The risk for rare but potentially catastrophic neurological injuries from epidural steroid injections (ESIs) can be substantially reduced if anesthesiologists and other clinicians follow specific safety measures, according to members of a consensus panel representing 13 national medical organizations.
“We acknowledge that catastrophic neurologic injuries can and do occur during epidural steroid injections. The actual incidence is unknown, but epidural steroid injections are common and reports of these neurologic injuries are uncommon. The purpose of this multidisciplinary effort was to review the available evidence and assemble the best clinical considerations for reducing or eliminating these injuries,” the panelists write in an article published in Anesthesiology.
Panel members represent a wide range of specialists, including anesthesiologists, pain medicine specialists, orthopedic surgeons, interventional radiologists, and physical medicine and rehabilitation specialists. Panel meetings were facilitated by the US Food and Drug Administration’s Safe Use Initiativesocieties.
17 Items
The panelists arrived at 17 specific recommendations, 10 of which all 13 organizations agreed to.
For example, all groups agreed on the following:
- practitioners must wear face masks and sterile gloves during the procedure,
- all cervical and lumber interlaminar injections should be performed under image guidance,
- cervical interlaminar ESIs are recommended at vertebrae C7 to T1, but preferably not higher than the C6 to C7 level,
- no cervical interlaminar ESIs should be performed at any segmental level without ensuring via imaging studies that there is adequate epidural space for placement of the needle, and
- the treating physician should make the ultimate choice of an interlaminar or transforaminal technique and should be made by weighing potential risks and benefits with each technique for a given patient.
Other recommendations received a majority of agreement from no fewer than 11 of the 13 organizations. For example, two groups were unable to reach consensus on whether a non-particulate such as dexamethasone should be used in initial lumbar transforaminal injections, and two could not decide whether cervical and lumbar interlaminar ESI can be performed without contrast in patients with contrast allergy or anaphylactic reactions.
On the whole, however, the recommendations reflect a strong majority opinion about optimal clinical practices.
A Good Start, But…
In an accompanying editorial, Brian Thomas Bateman, MD, MSc, and Gary J. Brenner, MD, PhD, from the Department of Anesthesia, Critical Care, and Pain Medicine at Massachusetts General Hospital in Boston, call for research into the causes and prevention of injuries associated with well-intentioned ESIs.
“While the Working Group’s consensus statement is an important step forward for pain medicine, it is essential that as a field we perform the studies that will better elucidate the risks of [ESI], to further refine the Group’s suggestions,” they write.
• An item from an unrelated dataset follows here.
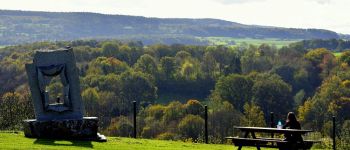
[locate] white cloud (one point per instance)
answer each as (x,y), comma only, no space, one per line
(237,1)
(326,14)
They note that “[t]he annual number of epidural injections performed on Medicare beneficiaries has approximately doubled since 2000; in 2012 alone there were over 2 million claims submitted to Medicare for ESIs.” However, the true incidence of the catastrophic complications is unknown because prospective studies have not been done.
The editorialists call for better understanding of factors that may contribute to risk for serious neurological injuries from ESI, such as patient-specific, technical, and pharmacologic factors.
“We need to also understand the effect on risk of the background and training of the clinicians performing the procedure, particularly as many practitioners performing ESIs have not completed a formal pain fellowship,” they write.